Come ovviare a questa perdita terribile di così grande bellezza? Riproducendo nel modo scientificamente più preciso l’opera stessa, servendosi di tutto il materiale a disposizione e ricostruendo con mezzi tecnologici all’avanguardia e personale altamente specializzato quanto di più prossimo si possa ottenere rispetto al capolavoro originale. Un’operazione ardita che può in controluce rivelare dei suoi lati inquietanti facilmente intuibili ma proprio per questo ancora più affascinante. Ecco che nasce Il mistero dei capolavori perduti, sette documentari chiamati a raccontare la storia di artisti alle prese con altrettante opere e altrettante sparizioni. Si tratta, dopo l’Operazione Caravaggio, di una nuova produzione internazionale di Sky Arts Production Hub che punta a una distribuzione internazionale in contemporanea, Italia, Regno Unito, Irlanda, Germania e Austria per una platea potenziale di 21 milioni di famiglie abbonate. Prodotta da Giovanni Troilo e co-prodotta da Ballandi Arts, la serie andrà in onda dal 5 aprile in prima serata su Sky Arte Hd.
Eppure ancor più affascinante delle opere e ancora più misterioso della loro sparizione è il lavoro all’interno della Factum Arte fondata e condotta con piglio energico da Adam Lowe e che ha sede a Madrid, in una sorta di periferia industriale dove sembra di entrare nel mondo dei balocchi famosi. Una Disneyland tecnologica che ri-materializza (guai a parlare di copie) come fosse un Avatar qualsiasi pensiero d’artista, che esso sia un dipinto, una scultura, bassorilievo, calco, gesso e altro ancora.
Una sessione si occupa dell’antico che non c’è più in originale, un’altra, ben più misteriosa, s’incarica di realizzare le opere pensate da giovani artisti e di restituirle loro così come l’hanno immaginate. Un parco giochi per talenti in vita e un sacrario per gli altri non più tra di noi.
Ma che valore hanno queste riproduzioni d’autore? «Il valore di una messa in scena – rispondono i responsabili accreditando la tesi della Disneyland degli artisti – quella di mostrare un’opera che altrimenti si vedrebbe solo in fotografia e dando la possibilità agli artisti di esprimersi. Nelle fasi iniziali abbiamo lavorato sui dipinti per poi avviare un dialogo in grado di fondere passato con presente, così da comprendere meglio il percorso dell’artista.

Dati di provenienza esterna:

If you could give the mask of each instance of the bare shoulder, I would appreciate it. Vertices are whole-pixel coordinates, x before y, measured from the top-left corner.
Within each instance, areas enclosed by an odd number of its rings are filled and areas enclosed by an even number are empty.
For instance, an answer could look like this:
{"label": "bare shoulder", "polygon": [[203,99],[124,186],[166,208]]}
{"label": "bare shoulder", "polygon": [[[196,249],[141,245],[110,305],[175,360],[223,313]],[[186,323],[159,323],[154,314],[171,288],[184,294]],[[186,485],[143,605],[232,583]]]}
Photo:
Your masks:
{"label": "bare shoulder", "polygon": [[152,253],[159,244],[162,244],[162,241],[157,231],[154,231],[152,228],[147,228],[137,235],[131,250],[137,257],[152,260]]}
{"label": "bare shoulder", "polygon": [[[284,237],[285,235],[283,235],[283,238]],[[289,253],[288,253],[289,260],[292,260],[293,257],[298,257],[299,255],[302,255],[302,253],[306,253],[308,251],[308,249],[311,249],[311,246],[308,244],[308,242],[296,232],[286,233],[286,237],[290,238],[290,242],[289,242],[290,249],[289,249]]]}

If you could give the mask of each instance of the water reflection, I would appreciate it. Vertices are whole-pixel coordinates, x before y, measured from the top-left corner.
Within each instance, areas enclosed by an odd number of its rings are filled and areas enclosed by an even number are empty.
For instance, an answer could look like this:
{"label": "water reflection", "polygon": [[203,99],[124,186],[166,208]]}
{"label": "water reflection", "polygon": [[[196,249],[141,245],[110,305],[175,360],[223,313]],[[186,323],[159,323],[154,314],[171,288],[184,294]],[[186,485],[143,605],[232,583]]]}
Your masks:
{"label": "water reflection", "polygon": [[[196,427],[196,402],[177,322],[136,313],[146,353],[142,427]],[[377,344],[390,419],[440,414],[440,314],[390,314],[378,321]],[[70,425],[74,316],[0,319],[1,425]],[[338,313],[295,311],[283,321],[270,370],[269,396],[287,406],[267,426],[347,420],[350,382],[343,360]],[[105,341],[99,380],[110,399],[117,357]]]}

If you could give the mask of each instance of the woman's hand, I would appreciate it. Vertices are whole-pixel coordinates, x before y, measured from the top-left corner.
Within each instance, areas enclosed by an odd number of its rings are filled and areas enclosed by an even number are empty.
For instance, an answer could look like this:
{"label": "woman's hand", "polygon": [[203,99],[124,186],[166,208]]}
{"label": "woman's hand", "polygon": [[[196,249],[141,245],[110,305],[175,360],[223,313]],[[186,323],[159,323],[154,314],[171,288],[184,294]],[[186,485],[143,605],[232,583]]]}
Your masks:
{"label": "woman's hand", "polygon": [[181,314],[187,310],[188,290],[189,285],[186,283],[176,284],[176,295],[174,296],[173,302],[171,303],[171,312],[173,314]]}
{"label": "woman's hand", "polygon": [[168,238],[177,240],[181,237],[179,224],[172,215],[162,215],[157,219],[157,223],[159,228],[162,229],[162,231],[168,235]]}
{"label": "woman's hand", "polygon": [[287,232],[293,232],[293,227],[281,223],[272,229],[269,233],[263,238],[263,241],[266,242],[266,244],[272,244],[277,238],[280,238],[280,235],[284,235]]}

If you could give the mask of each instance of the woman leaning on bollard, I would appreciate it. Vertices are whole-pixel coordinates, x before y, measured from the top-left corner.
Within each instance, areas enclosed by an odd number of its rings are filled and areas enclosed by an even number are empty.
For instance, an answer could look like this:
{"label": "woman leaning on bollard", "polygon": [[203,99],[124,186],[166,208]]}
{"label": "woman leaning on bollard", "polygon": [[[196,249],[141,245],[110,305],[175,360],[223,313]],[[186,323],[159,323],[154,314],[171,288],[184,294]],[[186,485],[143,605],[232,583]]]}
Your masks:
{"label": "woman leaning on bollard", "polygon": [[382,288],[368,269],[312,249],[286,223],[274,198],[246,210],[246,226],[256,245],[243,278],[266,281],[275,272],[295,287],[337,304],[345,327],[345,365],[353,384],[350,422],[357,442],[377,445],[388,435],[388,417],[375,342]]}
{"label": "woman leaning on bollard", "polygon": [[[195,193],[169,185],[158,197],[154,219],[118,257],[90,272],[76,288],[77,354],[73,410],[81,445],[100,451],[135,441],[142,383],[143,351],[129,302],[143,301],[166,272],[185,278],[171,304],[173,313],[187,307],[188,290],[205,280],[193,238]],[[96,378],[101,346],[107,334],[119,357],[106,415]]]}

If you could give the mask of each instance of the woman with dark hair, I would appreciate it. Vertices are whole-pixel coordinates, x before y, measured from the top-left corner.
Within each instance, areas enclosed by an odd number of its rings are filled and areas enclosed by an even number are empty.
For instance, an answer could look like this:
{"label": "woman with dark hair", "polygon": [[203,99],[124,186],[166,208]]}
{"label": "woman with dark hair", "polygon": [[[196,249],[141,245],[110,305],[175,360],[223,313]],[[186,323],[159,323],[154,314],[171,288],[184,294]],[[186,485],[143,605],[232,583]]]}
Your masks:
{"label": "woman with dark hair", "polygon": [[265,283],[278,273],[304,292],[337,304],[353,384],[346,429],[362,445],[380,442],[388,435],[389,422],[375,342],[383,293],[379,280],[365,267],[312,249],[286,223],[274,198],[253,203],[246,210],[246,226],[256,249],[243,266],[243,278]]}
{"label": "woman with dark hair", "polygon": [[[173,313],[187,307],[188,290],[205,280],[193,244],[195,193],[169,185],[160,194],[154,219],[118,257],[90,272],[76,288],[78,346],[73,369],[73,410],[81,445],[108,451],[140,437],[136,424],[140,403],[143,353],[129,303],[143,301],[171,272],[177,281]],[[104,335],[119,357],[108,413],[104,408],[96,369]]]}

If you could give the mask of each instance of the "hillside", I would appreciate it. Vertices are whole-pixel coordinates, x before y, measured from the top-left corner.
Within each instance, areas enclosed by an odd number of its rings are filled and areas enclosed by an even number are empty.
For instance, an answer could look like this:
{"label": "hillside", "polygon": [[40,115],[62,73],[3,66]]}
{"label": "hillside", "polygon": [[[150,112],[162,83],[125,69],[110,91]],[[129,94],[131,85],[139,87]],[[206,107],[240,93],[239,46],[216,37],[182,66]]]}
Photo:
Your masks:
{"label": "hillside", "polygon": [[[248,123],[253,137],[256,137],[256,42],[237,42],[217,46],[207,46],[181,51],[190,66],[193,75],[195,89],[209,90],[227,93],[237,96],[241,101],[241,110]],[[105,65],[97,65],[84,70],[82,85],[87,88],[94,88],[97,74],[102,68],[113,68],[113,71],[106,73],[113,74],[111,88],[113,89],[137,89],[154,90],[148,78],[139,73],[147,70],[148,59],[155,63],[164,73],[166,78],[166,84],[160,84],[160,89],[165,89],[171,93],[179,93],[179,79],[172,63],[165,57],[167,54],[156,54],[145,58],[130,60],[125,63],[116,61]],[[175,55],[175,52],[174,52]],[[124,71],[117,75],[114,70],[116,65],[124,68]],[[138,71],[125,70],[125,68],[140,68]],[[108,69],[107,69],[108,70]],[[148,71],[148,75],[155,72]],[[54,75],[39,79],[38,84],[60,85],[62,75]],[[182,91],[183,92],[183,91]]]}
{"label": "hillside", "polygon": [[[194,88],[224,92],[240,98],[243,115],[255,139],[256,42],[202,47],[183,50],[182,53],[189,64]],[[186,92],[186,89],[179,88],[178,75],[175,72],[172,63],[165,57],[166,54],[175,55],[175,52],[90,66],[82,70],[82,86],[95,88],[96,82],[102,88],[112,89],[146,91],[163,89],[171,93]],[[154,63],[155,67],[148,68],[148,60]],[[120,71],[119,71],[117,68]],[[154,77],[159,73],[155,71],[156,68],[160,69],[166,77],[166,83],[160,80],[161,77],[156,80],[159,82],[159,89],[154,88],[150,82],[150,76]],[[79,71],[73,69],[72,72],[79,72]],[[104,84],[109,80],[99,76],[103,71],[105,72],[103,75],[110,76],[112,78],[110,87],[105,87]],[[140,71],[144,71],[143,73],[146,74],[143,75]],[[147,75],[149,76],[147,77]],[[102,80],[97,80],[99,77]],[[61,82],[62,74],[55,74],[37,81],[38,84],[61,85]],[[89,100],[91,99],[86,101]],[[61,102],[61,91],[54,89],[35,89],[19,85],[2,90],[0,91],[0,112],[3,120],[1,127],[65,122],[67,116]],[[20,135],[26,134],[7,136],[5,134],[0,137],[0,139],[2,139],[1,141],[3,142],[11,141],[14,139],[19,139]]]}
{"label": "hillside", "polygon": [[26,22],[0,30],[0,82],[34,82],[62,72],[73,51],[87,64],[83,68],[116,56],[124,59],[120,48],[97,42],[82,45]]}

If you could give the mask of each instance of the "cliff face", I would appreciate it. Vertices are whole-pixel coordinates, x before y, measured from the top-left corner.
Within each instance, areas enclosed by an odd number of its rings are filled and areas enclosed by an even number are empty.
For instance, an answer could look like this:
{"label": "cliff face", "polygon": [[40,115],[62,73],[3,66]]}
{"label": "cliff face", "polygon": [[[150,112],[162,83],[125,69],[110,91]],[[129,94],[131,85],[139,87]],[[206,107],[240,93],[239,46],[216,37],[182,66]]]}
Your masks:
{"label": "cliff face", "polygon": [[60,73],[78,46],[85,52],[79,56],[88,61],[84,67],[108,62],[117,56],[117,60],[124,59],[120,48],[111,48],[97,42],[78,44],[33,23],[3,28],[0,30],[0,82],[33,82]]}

Purtroppo sentiamo attorno a noi molta resistenza e molto pregiudizio. Il problema è che si analizza l’arte attraverso il pregiudizio concentrandosi solo sull’originalità. L’opera d’arte è un processo cangiante, nel tempo cambia la pigmentazione per assumere nel suo complesso altre caratteristiche. Qual è allora quella vera? E chissà che cosa penserebbero i grandi Michelangelo o Caravaggio, se vedessero i loro capolavori esposti lì dove non li hanno pensati e con luci diverse?».
Il quesito è: bellezza o fedeltà? Un interrogativo filosofico che Roberto Pisoni, direttore di Sky Arte ha risolto salomonicamente mostrando il tratto ricostruito e il tratto non rieditato: «L’idea è di non fermarci solo al racconto ma attraverso la ri-materializzazione accedere all’approfondimento che nei documentari tradizionali non puoi avere. Ma sia chiaro, nessun fraintendimento, il nostro è il lavoro di archeologia, la messa in scena di un fantasma per approssimazione sfruttando la tecnologia. E in un anno e mezzo di lavoro ci siamo riusciti benissimo».